Car c'est au fond cela que l'ontologie de l'œuvre musicale ne saisit pas suffisamment, malgré tous ses efforts[6] : la dimensions tragique de l'histoire de la musique, si profondément comprise par Adorno, et avant lui par Hegel, c'est à dire le fait que l'histoire de la musique savante occidentale est  constitutive, reflétée par les œuvres, assumée par les compositeurs, associée au destin de la communauté, pour parler comme Scruton ou comme Nietzsche.

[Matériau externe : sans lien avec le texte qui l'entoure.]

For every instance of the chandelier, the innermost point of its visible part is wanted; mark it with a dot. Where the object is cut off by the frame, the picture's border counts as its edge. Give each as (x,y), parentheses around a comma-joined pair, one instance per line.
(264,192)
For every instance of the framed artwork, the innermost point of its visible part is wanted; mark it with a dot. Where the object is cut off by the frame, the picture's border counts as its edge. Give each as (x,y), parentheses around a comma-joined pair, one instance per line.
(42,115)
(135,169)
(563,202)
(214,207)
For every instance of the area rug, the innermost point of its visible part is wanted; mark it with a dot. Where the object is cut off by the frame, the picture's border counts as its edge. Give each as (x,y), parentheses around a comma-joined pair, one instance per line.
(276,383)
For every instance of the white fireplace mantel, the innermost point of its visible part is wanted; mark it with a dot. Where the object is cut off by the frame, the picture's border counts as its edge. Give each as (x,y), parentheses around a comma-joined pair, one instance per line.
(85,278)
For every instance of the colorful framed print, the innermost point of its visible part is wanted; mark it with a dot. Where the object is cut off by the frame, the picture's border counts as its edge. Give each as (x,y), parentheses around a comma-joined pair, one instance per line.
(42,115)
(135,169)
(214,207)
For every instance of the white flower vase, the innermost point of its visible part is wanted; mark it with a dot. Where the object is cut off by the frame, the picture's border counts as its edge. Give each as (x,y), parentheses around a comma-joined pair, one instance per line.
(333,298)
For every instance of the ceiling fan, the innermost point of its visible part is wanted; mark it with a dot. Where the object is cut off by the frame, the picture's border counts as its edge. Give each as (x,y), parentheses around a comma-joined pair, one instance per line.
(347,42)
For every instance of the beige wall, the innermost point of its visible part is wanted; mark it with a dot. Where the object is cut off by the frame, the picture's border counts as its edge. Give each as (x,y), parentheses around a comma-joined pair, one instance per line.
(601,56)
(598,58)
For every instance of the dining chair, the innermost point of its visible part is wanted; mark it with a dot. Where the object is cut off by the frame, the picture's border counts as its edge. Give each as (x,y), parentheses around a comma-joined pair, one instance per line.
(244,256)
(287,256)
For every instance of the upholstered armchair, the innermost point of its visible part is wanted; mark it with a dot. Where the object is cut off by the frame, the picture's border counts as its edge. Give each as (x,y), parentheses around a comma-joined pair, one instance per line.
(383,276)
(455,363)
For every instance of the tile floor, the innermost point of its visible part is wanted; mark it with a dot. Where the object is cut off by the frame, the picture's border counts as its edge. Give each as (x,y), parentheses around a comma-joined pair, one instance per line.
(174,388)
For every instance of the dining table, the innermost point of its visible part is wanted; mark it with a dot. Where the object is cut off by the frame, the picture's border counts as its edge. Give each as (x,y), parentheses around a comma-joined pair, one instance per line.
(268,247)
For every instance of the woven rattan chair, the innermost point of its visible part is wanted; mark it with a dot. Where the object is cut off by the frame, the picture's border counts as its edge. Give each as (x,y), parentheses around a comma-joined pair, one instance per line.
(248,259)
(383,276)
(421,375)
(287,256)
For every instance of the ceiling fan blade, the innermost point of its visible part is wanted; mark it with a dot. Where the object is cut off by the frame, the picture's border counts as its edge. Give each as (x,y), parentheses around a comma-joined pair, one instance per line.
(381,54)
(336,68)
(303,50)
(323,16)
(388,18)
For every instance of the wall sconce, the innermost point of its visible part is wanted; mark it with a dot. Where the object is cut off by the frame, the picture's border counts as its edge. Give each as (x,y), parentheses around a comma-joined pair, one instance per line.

L'ontologie de l'œuvre musicale est donc beaucoup plus proche de la métaphysique de Schopenhauer qu'elle ne le croit : ses outils se sont raffinés, ses champs de questionnement se sont rationalisés et ses débats se sont publicisés, mais elle a tendance à essentialiser son objet, qui est impur et complexe, comme Ridley y insiste justement. L'ontologie doit donc être bémolisée par l'histoire – et c'est ce à quoi Thomasson comme Levinson s'appliquent chacun à leur manière.



[1] On s'intéresse aujourd'hui à la musique naturelle sous l'angle du design ou du paysage sonore : l'écologie sonore de Murray Schaeffer, par exemple, (Le paysage sonore. La musique du monde) a le double intérêt de retracer la construction sociale et culturelle du son, du bruit et du silence, et de nous initier au deep sound et au deep listening.
[2] Le lied. Poètes et paysages.
[3] Roger Pouivet, Ontologie de l'œuvre d'art. L'auteur est lui même partisan de l'immanentisme, et exclut d'autorité le psychologisme – qui fait de l'œuvre un objet imaginaire, un fait de l'esprit, comme chez Collingwood ou Sartre.
[4] L'identité dans le changement en l'absence de sujet substantiel unique est appelée génidentité : un être n'est qu'une continuité spatio-temporelle d'interactions. C'est une conception continuiste et intégratrice de l'identité de l'œuvre.
[5] Amie Thomasson, Fiction and Metaphysics, p. 132-133.
[6] Et en particulier ceux de Jerrold Levinson dans : L'art, la musique et l'histoire.